Added to the injuries, left-behind children also suffer from lack of emotional support, which is more likely to be overlooked. When their parents leave to find work elsewhere, they are mostly left in the care of their grandparents, relatives or family friends. Sometimes they are even left unsupervised. Unlike other children, they don’t have their parents to care for them, and much too often, their grandparents don’t have the energy or capability to look after them; not to mention giving them emotional support.
The absence of such support and care seriously influences the healthy psychological development of these children. Currently, as many as 57 percent of China's left-behind children suffer from psychological problems. They also account for 70 percent of China's juvenile delinquency cases.
An even more pressing issue is the fact that the number of left-behind children is still growing. According to the latest statistics, they now number more than 61 million, accounting for 22 percent of China's children. This is three million more than five years ago. Giving them a healthy upbringing isn’t just about providing this vulnerable group with the care they are entitled to and deserve -- it is also a necessary condition for the healthy development of Chinese society.

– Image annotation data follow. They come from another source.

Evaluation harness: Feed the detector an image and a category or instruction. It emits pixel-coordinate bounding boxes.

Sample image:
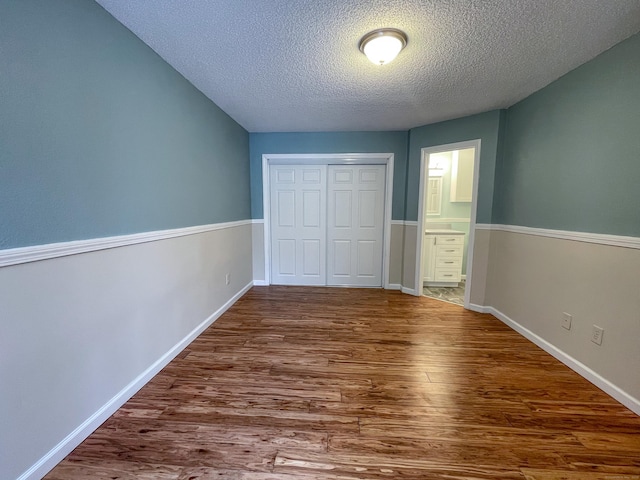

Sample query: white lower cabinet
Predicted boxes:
[423,230,464,287]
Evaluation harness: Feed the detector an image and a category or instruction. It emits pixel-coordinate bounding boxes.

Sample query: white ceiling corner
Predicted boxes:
[97,0,640,132]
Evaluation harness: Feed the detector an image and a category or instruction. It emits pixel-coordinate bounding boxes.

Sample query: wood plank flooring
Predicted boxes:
[45,287,640,480]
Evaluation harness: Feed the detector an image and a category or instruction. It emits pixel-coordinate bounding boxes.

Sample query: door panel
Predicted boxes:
[269,165,327,285]
[327,165,386,287]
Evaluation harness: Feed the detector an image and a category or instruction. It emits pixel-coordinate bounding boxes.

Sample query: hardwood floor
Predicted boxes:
[45,287,640,480]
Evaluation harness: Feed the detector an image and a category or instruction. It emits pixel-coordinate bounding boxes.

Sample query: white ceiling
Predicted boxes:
[97,0,640,132]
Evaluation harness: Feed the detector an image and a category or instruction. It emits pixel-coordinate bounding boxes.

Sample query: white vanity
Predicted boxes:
[422,229,465,287]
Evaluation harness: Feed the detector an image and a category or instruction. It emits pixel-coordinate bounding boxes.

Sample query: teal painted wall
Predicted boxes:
[0,0,250,248]
[493,34,640,236]
[405,110,501,223]
[249,132,408,220]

Mobilization of Society as a Whole
Apart from granting these children access to school buses and free lunches, we should also give them our solicitude. Along with helping to feed and clothe them, we should not forget that they also need comfort and support.
NGOs have been trying to help these children find the emotional support they need. One of their programs, called “On the Way to School,” invites celebrities and volunteers to read or tell stories and record them on MP3 files, which are then given to the children. This aims to give comfort to children who don’t have their parents around to read stories to them.
However, NGOs don’t have the capacity to help all 61 million of left-behind children. Truly helping them would require the mobilization of society as a whole.
Of course, if we want to see a radical improvement in these children’s living conditions, we need to make institutional changes – such as improving equality in compulsory education, social security and reforming the backward hukou household registration system.
It is because of the hukou system that there are left-behind children in the first place: The household registration system bans migrant workers from accessing public education and healthcare, so their children are forced to stay home in the rural regions. Those children who do follow their parents to the city are not allowed to enroll in local schools.
The reforms we need are arriving too slowly, so what can we do in the meantime?
We should at least adhere to the bottom line of resolutely preventing and countering the words and deeds that undermine the rights and interests of children and destroy minors' physical and mental health.
We need to develop guidelines specifically targeted so that these rural children have the most basic security, education, psychological and personal well-being guaranteed by society.